Qiu Yanyan duduk di sebelahku, mengeluh.

Seru... aku melotot padanya,

“Kalau kau ada di situ, pasti nggak akan bilang begitu!”

Qiu Yanyan menjulurkan lidah, “Sudahlah, cepat bangun makan, masih ada kasus yang harus kita selidiki!”

“Kasus? Aku baru saja selamat dari kematian semalam, kakak, kau mau aku kerja keras sekarang? Cocok apa?”

Aku agak stres berkata.

Qiu Yanyan tersenyum manis merangkul lenganku:

“Tahu kamu capek, aku sudah setengah hari nggak ganggu kamu, biar kamu tidur nyenyak, yuk bangun, aku sudah belikan xiaolongbao…”

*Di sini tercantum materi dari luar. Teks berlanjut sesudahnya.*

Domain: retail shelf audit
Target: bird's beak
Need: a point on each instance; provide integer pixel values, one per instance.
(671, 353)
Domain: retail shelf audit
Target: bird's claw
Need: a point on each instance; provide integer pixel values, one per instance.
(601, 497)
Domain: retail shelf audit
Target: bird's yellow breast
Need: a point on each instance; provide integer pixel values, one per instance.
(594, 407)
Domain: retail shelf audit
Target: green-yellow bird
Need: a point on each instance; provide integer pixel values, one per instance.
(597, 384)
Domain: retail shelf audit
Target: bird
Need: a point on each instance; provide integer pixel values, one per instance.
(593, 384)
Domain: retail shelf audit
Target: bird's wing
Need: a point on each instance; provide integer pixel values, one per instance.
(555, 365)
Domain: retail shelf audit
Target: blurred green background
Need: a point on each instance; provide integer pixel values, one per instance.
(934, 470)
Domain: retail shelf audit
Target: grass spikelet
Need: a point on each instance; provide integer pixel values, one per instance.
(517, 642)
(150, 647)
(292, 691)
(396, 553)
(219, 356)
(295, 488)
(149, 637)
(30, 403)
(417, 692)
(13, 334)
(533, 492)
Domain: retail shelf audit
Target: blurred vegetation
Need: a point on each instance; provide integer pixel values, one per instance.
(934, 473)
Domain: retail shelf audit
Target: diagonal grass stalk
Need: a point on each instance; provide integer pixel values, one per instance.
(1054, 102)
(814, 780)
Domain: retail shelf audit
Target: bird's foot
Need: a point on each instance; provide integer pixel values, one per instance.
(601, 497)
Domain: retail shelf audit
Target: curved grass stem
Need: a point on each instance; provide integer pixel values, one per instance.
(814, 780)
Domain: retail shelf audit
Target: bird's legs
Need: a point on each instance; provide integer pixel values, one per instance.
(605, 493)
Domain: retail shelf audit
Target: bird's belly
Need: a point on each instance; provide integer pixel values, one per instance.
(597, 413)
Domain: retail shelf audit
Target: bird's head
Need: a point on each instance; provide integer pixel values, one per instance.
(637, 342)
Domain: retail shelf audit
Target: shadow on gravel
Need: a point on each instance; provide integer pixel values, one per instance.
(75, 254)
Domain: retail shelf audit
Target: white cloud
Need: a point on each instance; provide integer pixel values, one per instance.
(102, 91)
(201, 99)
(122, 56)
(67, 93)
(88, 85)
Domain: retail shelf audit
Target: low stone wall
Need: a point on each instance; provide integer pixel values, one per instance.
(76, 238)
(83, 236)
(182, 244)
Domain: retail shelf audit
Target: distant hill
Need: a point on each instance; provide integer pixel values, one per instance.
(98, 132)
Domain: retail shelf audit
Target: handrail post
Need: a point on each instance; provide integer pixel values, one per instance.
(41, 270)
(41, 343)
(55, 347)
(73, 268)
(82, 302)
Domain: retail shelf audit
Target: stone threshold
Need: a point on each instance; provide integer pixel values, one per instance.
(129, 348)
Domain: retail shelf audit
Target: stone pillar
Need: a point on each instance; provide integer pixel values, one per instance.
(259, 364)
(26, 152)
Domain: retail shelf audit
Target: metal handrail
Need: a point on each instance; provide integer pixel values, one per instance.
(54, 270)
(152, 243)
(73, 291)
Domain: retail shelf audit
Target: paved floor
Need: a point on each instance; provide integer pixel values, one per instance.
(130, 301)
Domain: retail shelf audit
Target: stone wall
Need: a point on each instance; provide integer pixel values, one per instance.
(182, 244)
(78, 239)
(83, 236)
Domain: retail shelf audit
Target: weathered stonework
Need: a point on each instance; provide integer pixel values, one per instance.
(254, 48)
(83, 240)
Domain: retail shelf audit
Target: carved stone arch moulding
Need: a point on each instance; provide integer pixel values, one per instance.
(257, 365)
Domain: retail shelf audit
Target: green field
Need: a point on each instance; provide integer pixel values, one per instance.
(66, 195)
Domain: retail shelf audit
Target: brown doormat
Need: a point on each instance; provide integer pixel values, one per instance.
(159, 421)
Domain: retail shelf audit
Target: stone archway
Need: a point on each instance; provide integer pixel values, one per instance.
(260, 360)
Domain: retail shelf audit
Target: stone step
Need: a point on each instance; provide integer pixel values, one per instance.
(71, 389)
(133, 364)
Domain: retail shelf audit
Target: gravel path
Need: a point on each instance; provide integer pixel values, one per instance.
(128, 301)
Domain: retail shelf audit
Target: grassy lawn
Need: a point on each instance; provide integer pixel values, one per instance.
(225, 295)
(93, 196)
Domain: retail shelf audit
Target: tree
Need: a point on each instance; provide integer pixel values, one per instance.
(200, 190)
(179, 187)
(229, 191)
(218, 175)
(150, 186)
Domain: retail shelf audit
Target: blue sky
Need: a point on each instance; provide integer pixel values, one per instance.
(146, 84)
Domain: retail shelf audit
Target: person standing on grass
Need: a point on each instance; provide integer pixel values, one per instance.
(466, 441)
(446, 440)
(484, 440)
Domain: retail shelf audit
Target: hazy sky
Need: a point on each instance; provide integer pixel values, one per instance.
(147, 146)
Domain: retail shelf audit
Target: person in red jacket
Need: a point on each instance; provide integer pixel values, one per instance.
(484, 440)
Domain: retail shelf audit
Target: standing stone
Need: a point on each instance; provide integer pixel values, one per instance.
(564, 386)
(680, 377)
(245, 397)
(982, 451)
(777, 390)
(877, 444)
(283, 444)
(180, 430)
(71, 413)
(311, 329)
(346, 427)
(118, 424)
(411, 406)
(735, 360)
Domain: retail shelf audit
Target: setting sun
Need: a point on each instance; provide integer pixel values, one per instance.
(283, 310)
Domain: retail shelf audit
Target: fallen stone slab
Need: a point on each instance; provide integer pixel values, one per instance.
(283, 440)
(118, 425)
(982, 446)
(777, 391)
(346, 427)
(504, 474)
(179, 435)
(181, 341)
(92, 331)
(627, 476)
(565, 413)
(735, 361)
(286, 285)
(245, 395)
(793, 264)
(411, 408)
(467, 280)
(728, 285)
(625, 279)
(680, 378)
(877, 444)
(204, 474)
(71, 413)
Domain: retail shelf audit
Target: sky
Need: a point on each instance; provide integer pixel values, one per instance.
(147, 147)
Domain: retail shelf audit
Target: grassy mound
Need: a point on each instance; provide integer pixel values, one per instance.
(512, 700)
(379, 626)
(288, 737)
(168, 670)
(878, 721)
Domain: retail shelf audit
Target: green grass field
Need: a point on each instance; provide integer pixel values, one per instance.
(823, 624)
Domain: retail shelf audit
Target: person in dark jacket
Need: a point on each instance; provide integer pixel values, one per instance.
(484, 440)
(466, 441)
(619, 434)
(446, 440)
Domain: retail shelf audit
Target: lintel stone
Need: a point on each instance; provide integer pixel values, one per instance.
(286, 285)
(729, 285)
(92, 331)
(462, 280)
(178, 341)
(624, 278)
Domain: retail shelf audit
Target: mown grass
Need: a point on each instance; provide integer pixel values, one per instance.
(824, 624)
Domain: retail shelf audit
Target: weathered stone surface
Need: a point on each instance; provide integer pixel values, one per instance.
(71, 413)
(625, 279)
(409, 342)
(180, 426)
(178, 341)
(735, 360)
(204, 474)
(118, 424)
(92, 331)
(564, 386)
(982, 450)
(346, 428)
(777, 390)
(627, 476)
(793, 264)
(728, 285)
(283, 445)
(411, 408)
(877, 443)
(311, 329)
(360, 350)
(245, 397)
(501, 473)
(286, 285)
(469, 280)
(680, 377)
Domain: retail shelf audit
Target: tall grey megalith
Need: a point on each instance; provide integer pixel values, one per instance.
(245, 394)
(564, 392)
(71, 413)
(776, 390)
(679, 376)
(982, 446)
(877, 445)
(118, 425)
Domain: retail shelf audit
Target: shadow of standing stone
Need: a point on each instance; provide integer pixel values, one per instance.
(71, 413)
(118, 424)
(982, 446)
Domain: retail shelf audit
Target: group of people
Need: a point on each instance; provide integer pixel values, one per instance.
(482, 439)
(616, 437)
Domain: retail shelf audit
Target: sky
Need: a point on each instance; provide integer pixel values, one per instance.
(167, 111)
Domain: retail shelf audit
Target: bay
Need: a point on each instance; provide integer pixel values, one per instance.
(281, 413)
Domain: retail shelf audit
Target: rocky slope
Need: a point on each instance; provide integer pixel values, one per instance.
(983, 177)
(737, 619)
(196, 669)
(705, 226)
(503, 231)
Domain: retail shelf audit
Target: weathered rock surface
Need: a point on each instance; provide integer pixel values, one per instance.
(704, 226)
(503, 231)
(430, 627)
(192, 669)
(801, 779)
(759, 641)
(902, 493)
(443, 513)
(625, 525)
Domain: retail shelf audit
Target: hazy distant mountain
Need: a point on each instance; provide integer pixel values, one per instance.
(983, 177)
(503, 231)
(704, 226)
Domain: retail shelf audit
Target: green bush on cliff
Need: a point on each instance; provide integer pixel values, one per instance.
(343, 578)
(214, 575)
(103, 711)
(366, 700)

Aku tak tahan dia seperti membujuk anak kecil, akhirnya terpaksa bangun.

Kakek sudah berganti pakaian latihan, sedang berlatih Wuqinxi di halaman.

Aku diam-diam berganti pakaian longgar, ikut berlatih.

Berlatih satu set setiap hari—sekitar empat puluh menit Wuqinxi—adalah satu-satunya hal yang sejak kecil kakek minta aku lakukan wajib.